Another beguilingly beautiful new Alfa Romeo, sparkling in the hot Italian summer sun...
Pretty thing, isn't it? Pininfarina style, handsomely stitched soft leather upholstery, enticing black-and-aluminium cabin, doubly welcoming because the new Spider has no roof and that drop top welcomes you inside like an open door invites you into a grand home.
What's under the bonnet?
V6 or twin-cam four - you choose but we started with the bigger engine. Push the starter button and that creamy smooth V6 snarls into action. The clutch is sweet, the steering fluid and linear, but the gearchange, although short in throw is slightly vague. All V6 versions of the Spider get four-wheel drive. The other engine option, the 2.2 four, is less torquey, so front-drive suffices to parcel out the power. The 3.2 V6 is the new General Motors-collaboration unit, built in Australia (how much further from Italy can you get?) but it’s zestful and elastic just like the old Alfa V6 that serenaded a generation of GTV buyers, although less tuneful. It zings around to the 7000rpm electronic rat-a-tat-tat cut off.

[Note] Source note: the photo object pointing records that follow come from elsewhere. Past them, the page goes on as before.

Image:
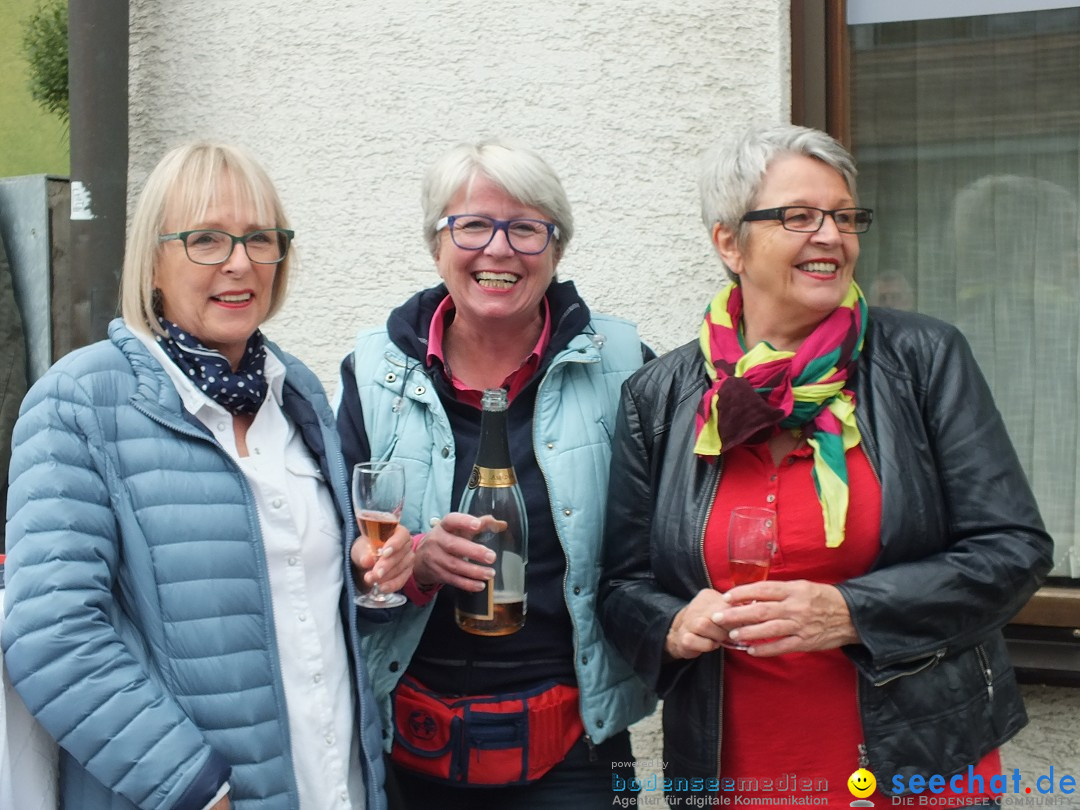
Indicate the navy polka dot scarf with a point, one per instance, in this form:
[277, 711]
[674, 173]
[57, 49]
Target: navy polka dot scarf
[239, 392]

Performance is good but not special. The Spider is based on the handsome Brera coupe - in fact it’s a Brera convertible in all but name. And like the Brera, this is more tourer than tearaway. On winding roads you soon discover that the handling is also secure and stable and safe. But it doesn't sing to you, scintillate you. This car just doesn't have the agility of a Boxster or even the latest Z4. The four-wheel drive, beefy weight (almost 1700kg) and nose heaviness all spoil the fun. It's 65kg more than the Brera too, and to compensate for the half-as-good rigidity, the ride quality has been softened. Handling suffers. It feels what it is: a sports car based on a saloon, the dynamically good but not great Alfa 159.
So it's fine if you're happier slowing down to admire the view?
As the road straightens, you revel in the flipside of the car's character. What's been lost in agility and speed is made up for in comfort and easy liveability. The Spider is a roomy, relaxing convertible. Easy to drive, easy to use. Electronically controlled fabric roof down, windows up, wind deflector in place, it's a pleasant place to spend time.
And which model is the best buy?
The 2.2-litre engine version is better dynamically than the V6, if not so muscular. It's lighter, more agile, and the engine has that lovely twin-cam rasp redolent of all great Alfa fours. And since the front wheels only have 185bhp to deal with, torque-steer is never an issue.
But wouldn't I be mad to buy any Alfa?
It's a familiar tale. While many of us in the UK admire Alfa's style and its BMW-alternative role, few of us spend money on them. It's why Alfa’s UK market share is a pathetic 0.2 percent. We don't trust the cars or, sadly, the dealers. But the quality of Alfas is improving, just as the character is being enhanced, and a big shake-up of the UK dealer network is imminent. Very soon, we Brits may once again buy Alfas instead of just loving them.
Gorgeous, sonorous, handsomely crafted by coachbuilders Pininfarina, and oozing character, verve and charm, the Spider is an easy car to like. Dynamically it falls slightly short of the competition, but it's lack of faith in the brand that will really prevent massive sales success.